As a bonus, the quadrangle solution didn’t need any adjustment for the antimeridian, whereas the approximation did. The quadrangle solution is a lot simpler than the triangle solution. In my tests, the largest difference in results between the quadrangle and triangle solutions were about 0.0000001%.

I used this equation from wikipedia's Spherical Trigonometry, Area and Spherical Excess: https://en.wikipedia.org/wiki/Spherical_trigonometry#Area_and_spherical_excess

And StefanS's article: “The Spherical Case” equation is detailed in “Some Algorithms for Polygons on a Sphere” by Chamberlain & Duquette (JPL Publication 07-3, California Institute of Technology, 2007)

func areaUsingQuadrilateralSphericalExcess(_ coordinates: [CLLocationCoordinate2D]) -> Double {
// the poles cannot be in the polygon
    guard coordinates.count > 2 else { return 0 }
    let kEarthRadius = 6378137.0
    var sum = 0.0

    for i in 0..<coordinates.count {
        let p1Latitude = coordinates[i].latitude.degreesToRadians
        let p1Longitude = coordinates[i].longitude.degreesToRadians
        let p2Latitude = coordinates[i + 1].latitude.degreesToRadians
        let p2Longitude = coordinates[i + 1].longitude.degreesToRadians

        let sphericalExcess = 2 * atan((sin(0.5 * (p2Latitude + p1Latitude))/cos(0.5 * (p2Latitude - p1Latitude))) * tan((p2Longitude - p1Longitude)/2))
        sum += sphericalExcess
    }
    return abs(sum * kEarthRadius * kEarthRadius)   // if a clockwise polygon, sum will be negative
}

Answer 4

You can still use 2D geometry for calculating surface areas if the dimensions of your area are not so excessive that you need to adjust for the effect of the earth's spheroid.

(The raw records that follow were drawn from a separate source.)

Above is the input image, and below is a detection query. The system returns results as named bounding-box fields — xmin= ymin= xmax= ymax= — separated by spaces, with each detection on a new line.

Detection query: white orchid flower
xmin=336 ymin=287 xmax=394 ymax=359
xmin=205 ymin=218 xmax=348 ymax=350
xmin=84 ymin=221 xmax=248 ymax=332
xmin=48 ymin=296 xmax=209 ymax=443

Assuming that p1 and p2 are less than a few degrees apart and p1 is the centre of the circle and p2 is an arbitrary point on the radius (a radial point), the following function will return the area in square metres.

func findCircleArea(centre: CLLocation, radialLocation: CLLocation) -> Double {
    // Find the distance from the centre to the radial location in metres
    let radius = centre.distanceFromLocation(radialLocation)

    // Apply standard 2D area calculation for a circle
    let area = M_PI * radius * radius

    // Answer is in square metres
    return area
}

If p1 and p2 are both points on the circumference, then use this function instead:

func findCircleAreaBetweenPoints(p1: CLLocation, p2: CLLocation) -> Double {
    // Find the distance from the two points and halve it
    let radius = p1.distanceFromLocation(p2) / 2.0

    // Apply standard 2D area calculation for a circle
    let area = M_PI * radius * radius

    // Answer is in square metres
    return area
}

If you do not use metric measurements, adjust the answer accordingly.

Remember, all surface area calculations are approximations as there are assumptions about the standard WGS84 spheroid as measured at standard sea-level that do not account for variations in elevation at a given location. The distanceFromLocation() calculation uses Great Circle calculations to get the correct distance between points, so the radius reasonably accurate, but when the radius is too large, the error in approximation will also grow.